Les deux souverains relâchèrent quelque peu leur étreinte et se fixèrent, s'emprisonnant mutuellement dans le regard de l'autre. Les yeux de la jeune reine, profonds et immenses, brillaient de bonheur. De minuscules diamants perlaient sous ses cils et tombaient irrégulièrement sur le sol. Jess lui sourit. Impossible de dire si ce qui scintillait au coin de leurs yeux étaient des larmes ou seulement des gouttes de pluie.

Seuls au milieu de cette immensité, les créateurs de Térabithia étaient ensemble et heureux.

Jess, Leslie et May Belle passèrent une journée formidable avec Mlle Edmunds. Bien entendu, Jess connaissait déjà chaque pièce des musées mais fit mine d'être surpris à chaque fois. Il fut heureux de voir le visage de Leslie s'illuminer comme il l'avait tant de fois imaginé devant les maquettes et autres objets.

Lorsqu'ils rentrèrent, les trois suzerains, accompagnés enfin de Prince Terrien, se rendirent immédiatement près de la rivière.

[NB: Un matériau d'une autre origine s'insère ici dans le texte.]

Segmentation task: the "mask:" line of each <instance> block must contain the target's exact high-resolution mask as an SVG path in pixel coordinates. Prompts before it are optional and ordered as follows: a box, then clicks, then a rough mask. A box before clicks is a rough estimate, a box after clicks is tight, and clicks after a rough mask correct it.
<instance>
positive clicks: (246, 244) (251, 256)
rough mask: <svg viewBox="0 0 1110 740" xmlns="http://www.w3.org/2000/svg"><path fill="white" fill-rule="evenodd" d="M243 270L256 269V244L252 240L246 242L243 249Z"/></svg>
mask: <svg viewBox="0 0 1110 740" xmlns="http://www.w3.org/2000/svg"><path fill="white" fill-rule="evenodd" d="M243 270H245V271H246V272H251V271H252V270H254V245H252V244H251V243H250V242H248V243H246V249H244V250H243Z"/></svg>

Celle-ci était bien plus basse et moins agressive que « la dernière fois ».

Ils la traversèrent à l'aide de la corde, puisque le pont n'avait évidemment pas encore était construit. Jess décida de le rebâtir, May Belle pourrait ainsi pénétrer plus aisément dans leur royaume.

En entrant dans la forêt, ils furent à la fois surpris et émerveillés de rencontrer les Térabithiens. De nombreuses races étaient présentes pour fêter leur retour.

Nous sommes chez nous ! sourit Leslie.

Elle plaça doucement sa main dans celle de Jess. Il lui sourit en retour.

Dame Olenwïn était là, accompagnée de quelques Elfes blancs. John Arbleau était également présent ainsi qu'Aïulé et Inlendie, leurs montures royales. Près d'eux, leur très cher ami Maître des Cieux les accueillit chaleureusement.

Bienvenue, ô grands souverains de Térabithia, dans votre royaume.